Employment
August 2021 - | SocïVolta | Research
My role at SocïVolta involves multiple tasks and research subjects, including:
- Trading strategy design;
- Design and implementation of high-performance strategy evaluation infrastructure (related blog post);
- Portfolio optimization and backtesting;
- Prediction of power arbitrage using time-series analysis and machine learning techniques;
- Short-term probabilistic forecasting using Monte-Carlo methods;
- High-performance, real-time, global optimization of resource allocations (related blog post).
December 2020 - April 2021 | Department of Chemistry, University of Toronto | Data Engineer
Design and implementation of an automated data processing pipeline to reconstruct femtosecond‐scale molecular dynamics from ultrafast electron diffraction measurements.
July 2015 - July 2017 | NASA Jet Propulsion Laboratory | Software Architect
Design and implementation of real-time holographic reconstruction pipeline for the Submersible Holographic Astrobiology Microscope with Ultraresolution (SHAMU) project, in collaboration with the California Institute of Technology and the University of Washington.
Education
2016-2021 | McGill University | Ph.D. Physics
Doctoral advisor: Bradley J. Siwick
Dissertation: From carrier cooling to polaron formation: ultrafast phonon dynamics across the Brillouin zone.

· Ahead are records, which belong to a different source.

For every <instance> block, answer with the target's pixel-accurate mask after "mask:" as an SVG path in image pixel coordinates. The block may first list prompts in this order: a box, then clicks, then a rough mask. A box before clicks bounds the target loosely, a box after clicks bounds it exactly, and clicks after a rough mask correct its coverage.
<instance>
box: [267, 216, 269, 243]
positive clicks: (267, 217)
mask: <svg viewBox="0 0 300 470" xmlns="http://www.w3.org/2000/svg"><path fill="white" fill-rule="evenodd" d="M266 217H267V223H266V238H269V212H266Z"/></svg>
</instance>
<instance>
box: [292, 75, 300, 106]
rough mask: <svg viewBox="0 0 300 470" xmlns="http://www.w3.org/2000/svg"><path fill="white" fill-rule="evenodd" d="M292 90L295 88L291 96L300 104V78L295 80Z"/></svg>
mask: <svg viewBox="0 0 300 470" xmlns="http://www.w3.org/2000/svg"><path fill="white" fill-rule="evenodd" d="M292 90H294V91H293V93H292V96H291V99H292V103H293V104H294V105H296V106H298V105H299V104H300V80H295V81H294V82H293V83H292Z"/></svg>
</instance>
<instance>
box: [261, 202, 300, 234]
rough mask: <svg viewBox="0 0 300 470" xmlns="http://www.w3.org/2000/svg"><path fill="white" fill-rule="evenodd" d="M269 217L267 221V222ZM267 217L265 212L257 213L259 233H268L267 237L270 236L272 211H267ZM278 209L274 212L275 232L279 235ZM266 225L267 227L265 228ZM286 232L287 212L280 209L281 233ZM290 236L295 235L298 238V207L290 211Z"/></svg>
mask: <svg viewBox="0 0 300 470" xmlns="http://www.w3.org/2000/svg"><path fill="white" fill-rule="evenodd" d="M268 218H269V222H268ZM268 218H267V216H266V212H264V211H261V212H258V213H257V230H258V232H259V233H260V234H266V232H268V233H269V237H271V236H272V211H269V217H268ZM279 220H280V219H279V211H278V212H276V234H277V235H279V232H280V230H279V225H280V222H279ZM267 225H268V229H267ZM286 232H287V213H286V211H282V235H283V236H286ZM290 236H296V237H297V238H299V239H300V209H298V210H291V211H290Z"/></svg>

All source material, including text files, figure scripts, and more, are available on GitHub.
See the research group website for more details.
2014-2016 | McGill University | M.Sc. Physics
Advisors: Bradley J. Siwick and Jay L. Nadeau.
My thesis was titled New Data Analysis and Visualization Methods for Ultrafast Electron Diffraction.
See the research group website for more details.
2011-2014 | McGill University | B.Sc. Joint Honours in Mathematics and Physics.
Advisor: Jack C. Sankey
My undergraduate thesis was titled High-Speed Information Processing for Laserlocking System Applied to Optomechanical Cavities. It had an associated poster.
Volunteering
Summer 2023 | Haskell Summer of Code | Mentor
Haskell Summer of Code is a program to encourage students to contribute to the Haskell community by proposing ideas and implementing them over a summer.
This year, I’m mentoring a student who is focused on decoupling the standard Haskell documentation tool, Haddock, from the internals of the Glasgow Haskell Compiler.
August 2022 - | Haskell Foundation | Technical Working Group member
The Haskell Foundation Technical Working Group discusses community proposals based on their potential positive impact on the whole Haskell community.
While I’m interested in all technical aspects brought forth by the Haskell community, I’m keeping an eye on proposals related to my personal expertise: high-performance scientific computing, data science, and machine learning.